Nosso Blade Runner

Atualizado em 14 de fevereiro de 2013 às 13:35
Alan (de verde) em sua arrancada para deixar Pistorius para trás nos 200 metros rasos

Alan Fonteles é o cara. A arrancada milagrosa no final dos 200 metros rasos, quando venceu o campeão sul-africano Oscar Pistorius nos Jogos Paralímpicos de Londres, já entrou na antologia.”Ele veio do nada”, narrou, perplexo, o locutor da emissora inglesa que transmite os jogos. Comparativamente, foi como se alguém tivesse batido Bolt nas Olimpíadas. Fonteles teve de ouvir de Pistorius,seu ídolo e superfavorito, que estava trapaceando.

Reagiu com elegância. “Estou dentro das regras e não tenho que falar se estou pequeno ou grande. Não posso fazer nada, se teve uma pessoa que se incomodou com isso. Ele conhece as regras e essa polêmica é só dele”, disse, sobre a acusação do rival de que suas próteses eram grandes demais, o que lhe daria vantagem.O choro de Pistorius foi destituído de qualquer fundamento: nas eliminatórias, ele tinha feito um tempo melhor que o de Fonteles ao ganhar o ouro. Na final, Pistorius parecia comemorar já uma vitória folgada quando Fonteles simplesmente alçou voo. Fazia nove anos que Pistorius não perdia.

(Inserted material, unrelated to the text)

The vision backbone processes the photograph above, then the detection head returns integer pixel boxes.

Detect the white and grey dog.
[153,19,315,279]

A organização dos jogos se apressou em confirmar que Fonteles não fez nada que contrariasse as normas. Fonteles, paraense de 19 anos, teve septicemia quando bebê,depois de um problema no intestino. Foi entregue à mãe aos 21 dias com as pernas amputadas abaixo do joelho. Seus amigos de infância gostavam de correr, e acabaram convencendo sua mãe a procurar um técnico de atletismo para ele.

Fonteles acabou conseguindo treinamento graças a um programa social do governo do Pará. Correu com próteses de madeira dos oito aos treze anos. Ouvida pela BBC do Brasil, sua primeira treinadora, Suzete Montalvão, lembrou que no no início as pernas do garoto sangravam com frequência depois do treino. As coisas melhoraram quando, aos 13 anos, ele conseguiu próteses modernas e competitivas, as chamadas lâminas.

Aos 15 anos ele estreou numa Paralimpíada, em Pequim. Foi sétimo nos 200 metros e prata no revezamento de 4×100. A medalha o tornou um astro local em Belém, onde vive com a família — pai, mãe e uma irmãzinha que, numa entrevista, o definiu como o ‘homem mais bonito do mundo’.
Pistorius e Fonteles voltarão a se enfrentar na disputa dos 100 metros rasos.O menino humilde do Pará entrou desconhecido no Estádio Olímpico de Londres nos 100 metros. Os holofotes estavam concentrados na superestrela Pistorius, o único caso de atleta na história a disputar Olimpíadas e Paralimpíadas. Agora, Fonteles retornará ao Estádio Olímpico como uma celebridade atlética, o autor da até há pouco inimaginável façanha de deixar para trás, surgindo do “nada”, o mítico Pistorius.